Aujourd’hui, je sens que c’est le bon jour pour vous raconter une belle histoire. Depuis que je l’ai apprise, je me disais que je vous la servirais un jour où il faudrait vous remonter le moral.

Géry Eykerman
Une belle histoire
©EdA

Entre-temps, je l’ai racontée autour de moi et je suis bien certain que chacun en a fait autant à son tour.

L’histoire se passe à Pairi Daiza. Une classe de jeunes enfants y achève une journée d’excursion scolaire. Tout le monde est enchanté des heures vécues là-bas. Au moment de remonter dans le car, comptage: il en manque un! Recomptage: il en manque toujours un. On sait de qui il s’agit. Les recherches commencent. Vite couronnées de succès. Mais le gamin est trempé. Et muet.

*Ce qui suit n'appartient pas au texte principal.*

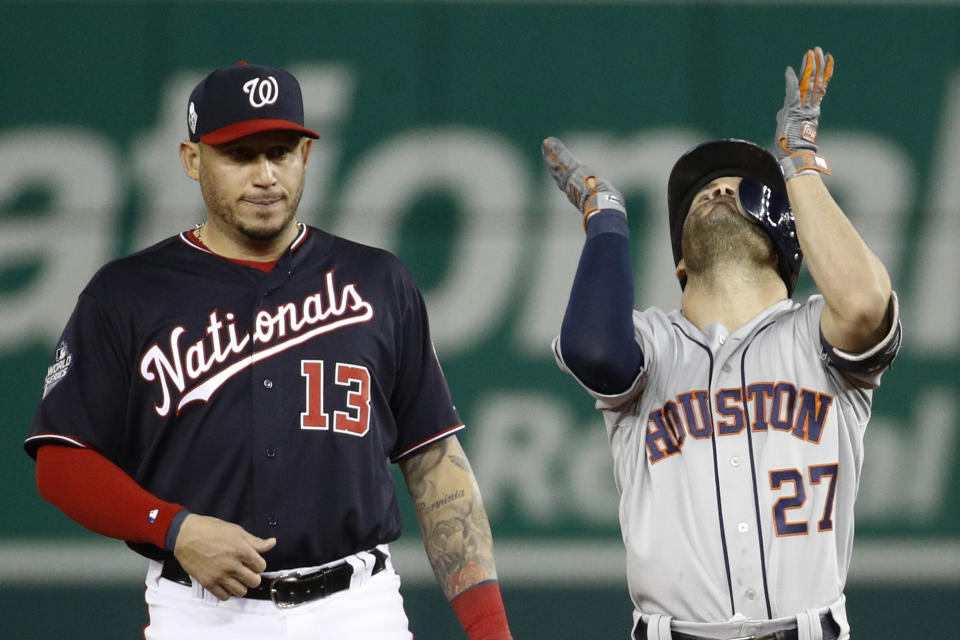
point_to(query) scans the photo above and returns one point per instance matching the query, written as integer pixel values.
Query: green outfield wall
(431, 115)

Impossible de lui faire dire ce qui lui est arrivé à cette tête de mule. On le sèche vaille que vaille, le car reprend la route.

À l’arrivée devant l’école, les parents qui ont été informés n’ont pas plus de succès. Le gamin ne dit rien.

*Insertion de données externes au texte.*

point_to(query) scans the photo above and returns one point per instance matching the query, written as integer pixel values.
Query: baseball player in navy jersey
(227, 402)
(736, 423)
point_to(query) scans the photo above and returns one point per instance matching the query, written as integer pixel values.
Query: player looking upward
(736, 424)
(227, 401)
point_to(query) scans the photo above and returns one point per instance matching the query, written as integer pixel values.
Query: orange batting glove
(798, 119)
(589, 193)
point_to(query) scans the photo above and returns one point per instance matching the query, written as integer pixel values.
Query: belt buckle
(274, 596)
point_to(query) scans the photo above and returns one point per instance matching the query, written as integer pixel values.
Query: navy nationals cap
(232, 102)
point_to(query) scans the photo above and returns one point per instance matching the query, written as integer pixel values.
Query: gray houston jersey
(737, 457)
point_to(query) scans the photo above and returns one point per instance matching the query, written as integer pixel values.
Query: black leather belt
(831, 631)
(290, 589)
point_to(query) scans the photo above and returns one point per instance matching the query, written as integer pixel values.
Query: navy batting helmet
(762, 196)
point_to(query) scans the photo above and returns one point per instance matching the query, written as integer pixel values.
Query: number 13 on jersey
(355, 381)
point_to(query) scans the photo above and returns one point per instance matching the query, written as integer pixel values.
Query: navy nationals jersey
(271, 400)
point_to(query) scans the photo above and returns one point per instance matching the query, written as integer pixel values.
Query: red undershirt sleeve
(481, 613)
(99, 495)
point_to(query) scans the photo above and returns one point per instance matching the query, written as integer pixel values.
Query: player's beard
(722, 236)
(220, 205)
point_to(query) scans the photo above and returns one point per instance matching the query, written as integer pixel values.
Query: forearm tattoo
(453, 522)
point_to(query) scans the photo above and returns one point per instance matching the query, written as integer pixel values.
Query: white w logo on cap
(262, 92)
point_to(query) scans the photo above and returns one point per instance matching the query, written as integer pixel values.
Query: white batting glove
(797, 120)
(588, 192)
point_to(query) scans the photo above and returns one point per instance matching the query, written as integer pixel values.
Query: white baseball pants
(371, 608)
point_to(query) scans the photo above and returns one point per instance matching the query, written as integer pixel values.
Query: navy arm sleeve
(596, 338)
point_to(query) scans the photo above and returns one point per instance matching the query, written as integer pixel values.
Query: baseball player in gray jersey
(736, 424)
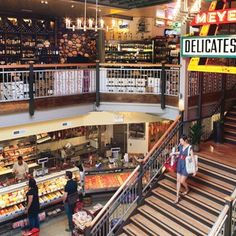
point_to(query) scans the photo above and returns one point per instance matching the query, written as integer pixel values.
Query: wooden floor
(223, 153)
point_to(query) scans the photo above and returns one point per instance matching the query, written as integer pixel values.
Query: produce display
(9, 154)
(12, 203)
(114, 180)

L’autorité parentale reprend le dessus à la maison. Voilà le gamin tout nu, et hop au bain. Le sac est ouvert… Et là, surprise: un bébé manchot bien vivant! Branle-bas de combat. Pairi Daiza est avisé, «gardez-le dans la baignoire, on arrive». Tout se termine bien.

Cette histoire aussi belle qu'étonnante, mes collègues m'ont poussé à vous la raconter. Ce que je viens de faire dans ce «billet». Pas dans les pages générales. C'est qu'il y a eu un hic. Quand j'ai sonné chez Pairi Daiza pour savoir quand et comment c'était arrivé, on m'a répondu: «mais chaque année, Monsieur…» Comment ça? Chaque année, un gamin pique un bébé manchot? «Non, jamais, Monsieur. Mais chaque année, cette légende renaît, et chaque année on doit la démentir»

Finie, la belle histoire à raconter…

Ceci dit, j’aurais pu deviner qu’aujourd’hui si une histoire se termine bien, c’est que c’est une légende!